Putin faces arrest warrant from ICC over Ukraine crisis
Putin attended China’s first two Belt and Road Forums in 2017 and 2019. But he is not known to have travelled abroad since the International Criminal Court (ICC) issued an arrest warrant against him on grounds of illegally deporting hundreds of children from Ukraine. On Sept. 1, Putin said he expected to meet Xi soon, but did not explicitly confirm that he would travel to China again.

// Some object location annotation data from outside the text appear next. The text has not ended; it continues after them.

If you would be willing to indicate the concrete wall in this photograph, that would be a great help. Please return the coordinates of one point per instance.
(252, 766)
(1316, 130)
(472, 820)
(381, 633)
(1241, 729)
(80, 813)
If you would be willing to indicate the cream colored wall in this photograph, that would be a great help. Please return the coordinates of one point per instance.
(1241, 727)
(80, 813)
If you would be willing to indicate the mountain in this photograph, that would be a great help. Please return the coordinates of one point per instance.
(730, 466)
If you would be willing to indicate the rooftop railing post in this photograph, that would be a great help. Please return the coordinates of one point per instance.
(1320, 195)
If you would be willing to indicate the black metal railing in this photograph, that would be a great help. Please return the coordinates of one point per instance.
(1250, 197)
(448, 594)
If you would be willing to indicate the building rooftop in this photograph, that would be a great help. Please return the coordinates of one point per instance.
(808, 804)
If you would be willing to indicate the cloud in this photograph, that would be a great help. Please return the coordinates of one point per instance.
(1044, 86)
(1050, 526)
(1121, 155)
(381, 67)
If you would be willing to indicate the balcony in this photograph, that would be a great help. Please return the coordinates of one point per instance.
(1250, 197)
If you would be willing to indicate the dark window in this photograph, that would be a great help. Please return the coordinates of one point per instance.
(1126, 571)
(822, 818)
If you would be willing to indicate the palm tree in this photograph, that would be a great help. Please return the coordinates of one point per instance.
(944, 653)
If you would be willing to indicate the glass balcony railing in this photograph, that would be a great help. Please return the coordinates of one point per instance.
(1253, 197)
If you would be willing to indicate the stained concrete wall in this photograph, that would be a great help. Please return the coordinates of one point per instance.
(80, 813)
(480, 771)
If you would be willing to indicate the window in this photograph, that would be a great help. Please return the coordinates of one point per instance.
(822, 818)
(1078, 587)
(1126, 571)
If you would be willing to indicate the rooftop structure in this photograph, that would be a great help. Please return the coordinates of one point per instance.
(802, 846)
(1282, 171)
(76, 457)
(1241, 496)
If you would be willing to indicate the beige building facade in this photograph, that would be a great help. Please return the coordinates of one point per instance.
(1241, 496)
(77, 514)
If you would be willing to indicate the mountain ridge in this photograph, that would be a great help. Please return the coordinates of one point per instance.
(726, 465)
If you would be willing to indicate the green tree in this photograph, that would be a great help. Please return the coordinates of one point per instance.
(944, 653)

The warrant, issued just days before Xi visited Russia, obligates the court’s 123 member states to arrest Putin and transfer him to the Hague for trial if he enters their territory. However, China is not a party to the Rome Statute that led to the establishment of the ICC in 2002. The visit will also see a detailed exchange of views on issues including Ukraine, ministry spokeswoman Maria Zakharova said last week.
Wang meets US national security adviser in Malta
Wang last visited Russia in February on the eve of the one-year anniversary of Russia’s invasion of Ukraine, alarming the United States, which accused the two nations at the time of sharing a vision in which “borders could be redrawn by force”. Ahead of this week’s visit, Wang travelled to Malta for hours of “constructive” talks with White House national security adviser Jake Sullivan. The weekend talks were the latest in a series of high-level meetings between US and Chinese officials that could lay the foundation for a meeting this year between Xi and US President Joe Biden.
The US and China have been locked in a bitter rivalry over trade, human rights, technology, and regional influence. Both sides have imposed sanctions and restrictions on each other’s officials, companies, and media outlets. The talks in Malta were aimed at exploring areas of cooperation and managing areas of disagreement.
China and Russia vow to uphold multilateralism and global stability
China and Russia have been close allies since the end of the Cold War, often voting together on the UN Security Council and coordinating their positions on global issues. They have also boosted their economic, military, and cultural ties through various platforms such as the Shanghai Cooperation Organization, the BRICS group, and the Eurasian Economic Union.
Both countries have expressed their opposition to US-led alliances and interventions in other countries’ affairs. They have also defended their own sovereignty and territorial integrity against external pressures. They have supported each other on sensitive issues such as Hong Kong, Taiwan, Xinjiang, Crimea, Syria, Iran, and North Korea.
Wang and Lavrov are expected to reiterate their commitment to upholding multilateralism, international law, and global stability during their meeting. They are also likely to discuss ways to enhance their cooperation on COVID-19 response, climate change, energy security, and regional connectivity.